As Einstein says, "my inner and outer life are based on the labors of other men, living and dead." My son's life is based on the labors of a small group of men and women who have the tenacity and bravery to stand up to a system that denies our children proper medical care by not recognizing their "rare" diseases. This is a system that would take my son, with his crazy PANDAS and Lyme symptoms, and lock him up in a psychiatric hospital, much as they did to Elizabeth Wray.

The doctors who do treat our children have found their meaning in life. They will be long remembered. They are true medical professionals, doing all they can to save lives. And for that we are forever grateful.

I have a new meaning in life, one that I never wanted. It took us several years before we determined that our son has PANDAS and Lyme. I wouldn't wish this on anyone. If my words reach one person and save him or her the grief of misdiagnoses, then I have made a positive change to this world. Unfortunately, try as I might, I cannot, alone, save my own baby.

I need doctors. 

Henry David Thoreau said, “If a man loses pace with his companions, perhaps it is because he hears a different drummer. Let him step to the music which he hears, however measured, or far away.” 

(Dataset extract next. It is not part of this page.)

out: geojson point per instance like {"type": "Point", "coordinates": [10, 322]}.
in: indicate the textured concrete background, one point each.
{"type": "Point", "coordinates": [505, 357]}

The doctors and scientists who will save our children are those who are creating their own music or listening to a drummer not found in the AMA, the CDC or the pharmaceutical industry. The doctors who will save our children do so at their own risk. But it is our children who are at risk if we lose these doctors. 

Note: At our recent support group meeting, we were honored to include Pamela Weintraub, an Executive Editor at Discover Magazine and author of Cure Unknown, who is researching PANDAS. Please check out her articles--one in Psychology Today grapples with the fact that moms of children with chronic diseases are sometimes being accused of Munchausen by proxy. It isn't just our doctors who need protection. In addition to being a fantastic writer who has written about her experience with Lyme Disease and the medical community, as well as other pertinant articles, Pam Weintraub turned out to be an unassuming, lovely person whom we would all like to befriend.